Secondary attributes
These need to be met through mobilising the primary attributes in order to continue to successful adoption.
a.> System workflow design should be a top priority and follow intuitive care pathways where possible. It should encourage patient engagement with their record and offer efficient, flexible and relevant data input solutions. The ability to customise and adapt the solution to local requirements has been found to overcome barriers to use.
b.> Training should be continuous. A core set of competencies is a must and should include information input, retrieval skills, security, confidentiality and quality management; with some knowledge of project and benefits lifecycles.
c.> Extra skill-sets should be identified and invested in according to clinical level of use. This will help with the retention of local expertise and key roles.
d.> Local expertise and key roles need to be retained, achieving a stable and motivated workforce.
e.> Easy access and effective use of other health IT technology, including mobile technologies, should be an important part of digital strategy. Use of hand held devices, barcodes, RFID, voice recognition etc.
----- End Extract.
From alienation of the private sector, lack of training on to totally ignoring workflow consequences on GPs it is clear you would have to mark the PCEHR a fail on pretty much all criteria.

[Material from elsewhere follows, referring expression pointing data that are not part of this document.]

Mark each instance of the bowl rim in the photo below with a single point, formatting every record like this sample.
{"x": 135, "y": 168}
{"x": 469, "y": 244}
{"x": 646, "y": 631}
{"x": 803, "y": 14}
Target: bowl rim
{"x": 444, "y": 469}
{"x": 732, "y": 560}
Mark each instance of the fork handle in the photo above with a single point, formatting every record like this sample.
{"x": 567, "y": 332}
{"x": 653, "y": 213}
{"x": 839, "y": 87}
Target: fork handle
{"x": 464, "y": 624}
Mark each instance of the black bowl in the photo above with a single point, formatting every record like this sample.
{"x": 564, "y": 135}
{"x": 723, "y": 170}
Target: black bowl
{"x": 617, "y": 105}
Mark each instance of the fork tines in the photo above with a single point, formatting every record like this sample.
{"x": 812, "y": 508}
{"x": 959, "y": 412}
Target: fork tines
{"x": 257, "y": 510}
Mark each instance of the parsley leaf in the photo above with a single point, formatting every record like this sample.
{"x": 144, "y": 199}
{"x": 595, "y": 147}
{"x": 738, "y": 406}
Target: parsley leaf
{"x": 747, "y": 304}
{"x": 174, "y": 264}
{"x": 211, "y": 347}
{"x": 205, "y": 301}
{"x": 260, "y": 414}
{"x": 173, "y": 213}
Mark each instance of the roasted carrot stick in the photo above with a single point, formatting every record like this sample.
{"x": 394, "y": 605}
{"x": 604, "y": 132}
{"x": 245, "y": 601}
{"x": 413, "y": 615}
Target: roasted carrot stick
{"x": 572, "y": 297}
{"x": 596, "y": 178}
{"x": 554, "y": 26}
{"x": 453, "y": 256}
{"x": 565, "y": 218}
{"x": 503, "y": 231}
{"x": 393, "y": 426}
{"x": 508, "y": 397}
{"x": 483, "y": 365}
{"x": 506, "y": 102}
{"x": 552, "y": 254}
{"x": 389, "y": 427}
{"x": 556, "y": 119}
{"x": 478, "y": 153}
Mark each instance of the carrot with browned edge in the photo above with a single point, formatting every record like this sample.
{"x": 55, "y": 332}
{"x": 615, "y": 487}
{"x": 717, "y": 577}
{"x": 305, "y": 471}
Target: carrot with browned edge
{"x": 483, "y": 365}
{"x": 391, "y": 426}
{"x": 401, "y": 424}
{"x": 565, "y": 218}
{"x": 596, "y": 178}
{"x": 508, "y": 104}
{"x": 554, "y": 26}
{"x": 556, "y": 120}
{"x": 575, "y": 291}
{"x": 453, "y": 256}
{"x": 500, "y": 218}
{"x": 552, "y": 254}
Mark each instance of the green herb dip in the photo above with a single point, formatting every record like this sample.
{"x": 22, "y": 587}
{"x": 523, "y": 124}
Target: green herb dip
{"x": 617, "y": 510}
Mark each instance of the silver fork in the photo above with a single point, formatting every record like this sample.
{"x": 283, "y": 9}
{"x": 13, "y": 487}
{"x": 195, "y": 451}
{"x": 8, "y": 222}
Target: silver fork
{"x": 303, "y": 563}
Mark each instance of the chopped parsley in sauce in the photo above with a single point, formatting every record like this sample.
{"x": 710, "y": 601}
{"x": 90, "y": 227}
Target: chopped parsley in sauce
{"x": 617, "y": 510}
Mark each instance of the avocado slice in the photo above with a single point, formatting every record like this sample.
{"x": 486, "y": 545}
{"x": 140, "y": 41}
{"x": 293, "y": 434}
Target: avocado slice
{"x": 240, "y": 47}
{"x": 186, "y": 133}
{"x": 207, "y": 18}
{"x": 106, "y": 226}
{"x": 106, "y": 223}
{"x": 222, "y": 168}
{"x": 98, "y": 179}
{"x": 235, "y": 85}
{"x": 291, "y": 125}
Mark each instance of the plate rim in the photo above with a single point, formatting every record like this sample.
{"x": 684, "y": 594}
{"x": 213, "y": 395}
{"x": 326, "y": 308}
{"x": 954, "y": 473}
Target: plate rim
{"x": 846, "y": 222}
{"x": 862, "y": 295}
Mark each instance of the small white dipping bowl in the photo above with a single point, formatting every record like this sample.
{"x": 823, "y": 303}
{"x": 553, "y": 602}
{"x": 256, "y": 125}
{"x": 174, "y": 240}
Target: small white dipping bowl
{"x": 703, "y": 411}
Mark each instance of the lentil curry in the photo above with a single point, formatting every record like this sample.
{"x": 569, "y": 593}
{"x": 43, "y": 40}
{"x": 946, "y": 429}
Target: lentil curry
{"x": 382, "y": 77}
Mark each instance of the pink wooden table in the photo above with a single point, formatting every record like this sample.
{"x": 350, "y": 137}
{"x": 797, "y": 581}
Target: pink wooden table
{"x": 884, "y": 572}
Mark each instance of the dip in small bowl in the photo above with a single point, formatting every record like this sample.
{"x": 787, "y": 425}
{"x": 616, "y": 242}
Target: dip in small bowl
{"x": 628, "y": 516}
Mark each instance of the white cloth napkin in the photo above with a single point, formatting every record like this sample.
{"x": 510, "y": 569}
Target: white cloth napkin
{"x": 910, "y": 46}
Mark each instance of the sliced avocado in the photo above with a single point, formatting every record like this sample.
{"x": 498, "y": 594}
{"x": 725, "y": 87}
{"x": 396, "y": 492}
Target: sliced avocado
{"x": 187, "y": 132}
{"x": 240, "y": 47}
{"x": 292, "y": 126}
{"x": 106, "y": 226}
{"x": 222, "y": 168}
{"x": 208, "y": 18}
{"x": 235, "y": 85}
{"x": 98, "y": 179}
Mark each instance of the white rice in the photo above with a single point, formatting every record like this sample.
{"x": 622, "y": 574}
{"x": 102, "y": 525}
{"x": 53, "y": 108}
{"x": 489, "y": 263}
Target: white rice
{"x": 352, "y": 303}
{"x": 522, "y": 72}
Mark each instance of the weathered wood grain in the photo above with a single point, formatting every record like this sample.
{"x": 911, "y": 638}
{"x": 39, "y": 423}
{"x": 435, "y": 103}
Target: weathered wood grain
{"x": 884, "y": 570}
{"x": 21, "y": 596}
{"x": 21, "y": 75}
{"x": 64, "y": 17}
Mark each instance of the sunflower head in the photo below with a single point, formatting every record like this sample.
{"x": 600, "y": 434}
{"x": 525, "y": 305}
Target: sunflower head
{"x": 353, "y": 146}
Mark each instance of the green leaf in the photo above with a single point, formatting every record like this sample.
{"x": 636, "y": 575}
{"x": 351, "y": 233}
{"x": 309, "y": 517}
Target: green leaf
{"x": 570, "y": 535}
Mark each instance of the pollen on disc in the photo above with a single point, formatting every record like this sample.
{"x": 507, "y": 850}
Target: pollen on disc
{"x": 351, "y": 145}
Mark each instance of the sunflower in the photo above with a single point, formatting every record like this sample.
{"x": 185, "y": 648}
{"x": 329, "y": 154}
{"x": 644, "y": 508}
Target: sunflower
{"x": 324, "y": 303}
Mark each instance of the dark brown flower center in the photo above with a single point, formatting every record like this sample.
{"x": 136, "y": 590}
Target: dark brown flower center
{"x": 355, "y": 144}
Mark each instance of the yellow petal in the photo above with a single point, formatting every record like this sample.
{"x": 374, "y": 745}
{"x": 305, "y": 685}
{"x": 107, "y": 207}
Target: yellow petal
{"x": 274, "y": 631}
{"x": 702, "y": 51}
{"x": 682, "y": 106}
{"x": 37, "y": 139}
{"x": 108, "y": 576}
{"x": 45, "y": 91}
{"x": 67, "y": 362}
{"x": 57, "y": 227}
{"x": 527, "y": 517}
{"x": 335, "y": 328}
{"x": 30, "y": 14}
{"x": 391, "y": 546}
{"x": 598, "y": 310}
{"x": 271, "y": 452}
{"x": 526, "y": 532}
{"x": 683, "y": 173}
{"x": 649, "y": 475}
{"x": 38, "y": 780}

I reckon we all know why our DoH and NEHTA were not consulted on this - even though one of our academics is cited. Of course the Department / NEHTA just ignored him as best as I can tell!
David.
1 comment:
From:
1. alienation of the private sector (the bureaucrats believe they have done a great job engaging with the private sector),
2. lack of training (the bureaucrats believe they have put a huge effort into training doctors and others through their Medicare Local and Primary Health Network programs),
3. totally ignoring workflow consequences on GPs (the bureaucrats believe they have designed and developed a solution which will streamline workflow for GPs, save time and provide quicker access to essential patient information)
4. consequently the bureaucrats believe the PCEHR should be given a high score on all these criteria.
5. the bureaucrats believe they have done everything necessary to achieve success with the PCEHR because the peak bodies CHF, AMA, RACGP, PGA, and others, have made submissions, sat on committees, given encouragement (and some criticism).
With such compelling evidence how can the bureaucrats possibly be wrong?